Es gibt keine speziellen Vordrucke.

1.4 Beistand

In Streitfällen mit einem Streitwert bis zu 1100 EUR können sich die Parteien vor dem Friedensrichter selbst vertreten (Artikel 82 Zivilprozessordnung; siehe „Einleitung eines Gerichtsverfahrens“).

In allen anderen Fällen müssen sich die Parteien durch einen Rechtsanwalt vertreten lassen. Je nach Streitgegenstand und Umfang des Falles kann der Friedensrichter einer Partei auf deren mündlichen oder sonstigen Antrag die Genehmigung erteilen, selbst als Prozesspartei aufzutreten.

Der Friedensrichter prüft, ob die Parteien alle für ihre Einlassung vor Gericht erforderlichen Schritte unternommen haben, und fordert sie gegebenenfalls auf, von ihm als mangelhaft erachtete Unterlagen zu ergänzen oder zu berichtigen.

Wenn der Friedensrichter Mängel in der dem Rechtsanwalt ausgestellten Vollmacht feststellt, setzt er den Parteien eine Frist zur Behebung des Mangels. Wird der Mangel innerhalb der gesetzten Frist behoben, gilt der Antrag als berichtigt.
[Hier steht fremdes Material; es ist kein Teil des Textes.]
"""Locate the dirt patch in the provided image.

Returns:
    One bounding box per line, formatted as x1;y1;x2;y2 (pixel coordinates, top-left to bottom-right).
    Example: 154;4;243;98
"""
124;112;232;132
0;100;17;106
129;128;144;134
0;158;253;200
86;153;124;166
In dem Fall setzt die materiell- und verfahrensrechtliche Wirkung mit dem Datum der ersten Vorlage ein (Artikel 182 Zivilprozessordnung).

1.5 Vorschriften bei der Beweiserhebung

Für die Beweiserhebung gelten die gleichen Vorschriften wie bei Verfahren vor einem ordentlichen Gericht (siehe „Beweisaufnahme“).

1.6 Schriftliches Verfahren

Rein schriftliche Verfahren sind nicht vorgesehen, da der Friedensrichter verpflichtet ist, die Parteien anzuhören und sich um eine Schlichtung zu bemühen.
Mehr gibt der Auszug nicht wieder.